In that split second the gambler facing Zack was distracted. Zack’s .44 slug hit him in the chest throwing him backward. Zack heard the gamblers bullet go past his ear.
The kid’s slug hit the gambler facing him under the chin, whipping his head back and his body followed. That gambler’s bullet went into the ceiling. All this occurred within a fraction of a single tick of a clock.
Zack put out his hand and said “Zack Terrel.” The Kid shook it and said “Dixie Ragsdale.”
Zack walked around the table to where the gambler he shot was lying and with the muzzle of his gun flipped open his coat. In a pocket of the gambler’s vest he saw a derringer pistol. Zack took the small gun and tucked it in his belt. Zack then went to the table picked up the money, counted it and gave half to Dixie.
The bartender came over to Zack and the Kid and said “I seen it all. They drew first but that ain’t going to mean nothing. You just cost the sheriff his whiskey money. They were giving him a cut of their take. If I were you I’d leave before he gets back from Denver.”
Zack asked “when is he coming back?”
“The stage runs between Fort Collins and Pueblo. If he gets on the stage at 10 o’clock tomorrow morning he’ll be here by two.”
They didn’t have to hurry before the sheriff got back. Zack turned to Dixie and asked
Zack asked the bartender where they might get a meal.
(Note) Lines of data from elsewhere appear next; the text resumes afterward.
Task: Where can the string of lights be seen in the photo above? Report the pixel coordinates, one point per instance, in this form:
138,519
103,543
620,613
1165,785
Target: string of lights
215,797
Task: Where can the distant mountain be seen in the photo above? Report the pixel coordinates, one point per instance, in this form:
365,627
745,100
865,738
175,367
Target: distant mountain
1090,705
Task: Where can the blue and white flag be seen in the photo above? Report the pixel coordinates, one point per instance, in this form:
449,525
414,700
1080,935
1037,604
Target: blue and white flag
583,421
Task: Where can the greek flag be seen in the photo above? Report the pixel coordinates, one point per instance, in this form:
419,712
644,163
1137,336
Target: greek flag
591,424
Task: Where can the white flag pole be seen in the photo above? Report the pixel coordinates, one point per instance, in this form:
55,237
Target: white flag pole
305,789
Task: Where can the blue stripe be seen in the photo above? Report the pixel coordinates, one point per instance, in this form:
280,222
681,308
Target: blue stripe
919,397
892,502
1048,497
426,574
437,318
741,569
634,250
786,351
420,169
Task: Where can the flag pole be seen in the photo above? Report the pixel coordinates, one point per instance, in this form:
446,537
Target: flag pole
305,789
The bartender went to the swinging doors and pointed to a place called “Mollie’s.” Zack turned to Dixie and said “let’s go.”
Dixie pointing to the two bodies asked, “What about those two?” Zack snickered “between the bartender and the undertaker they’ll probably be buried in their longjohns.”
At the eatery while waiting for their steaks Zack asked “where you headed?” Dixie answered “I’m going to Cheyenne to buy some horses for our ranch. My family has a spread outside El Paso.”
Zack asked “was that the money for the horses you gambled?” Dixie replied “Hell no. That was my poke I was using. My father telegraphed the bank in Cheyenne and has a draft waiting for me.”
Dixie asked, “What about you?”
Zack answered “I’m Going to Santa Fe.” A man I was in the army with is the sheriff there, he needs my help for some reason or another.”
After finishing their meal they paid their bill. Dixie said “If you’re ever down El Paso way look me up. Anyone within 50 miles of El Paso knows where the Double R ranch is.”
Outside, they shook hands said “adios” and parted ways.
Zack must have dozed off because he was awakened by the stallion nudging his shoulder with it’s nose. Zack shook himself awake, realized where he was and got up.
The saddle had dried. Zack cleaned his utensils in the brook, stomped out the embers of the fire and saddled the horse. He put his left foot in the stirrup swung his right leg over the saddle, touched his heels to the stallion’s flanks and headed for Santa Fe.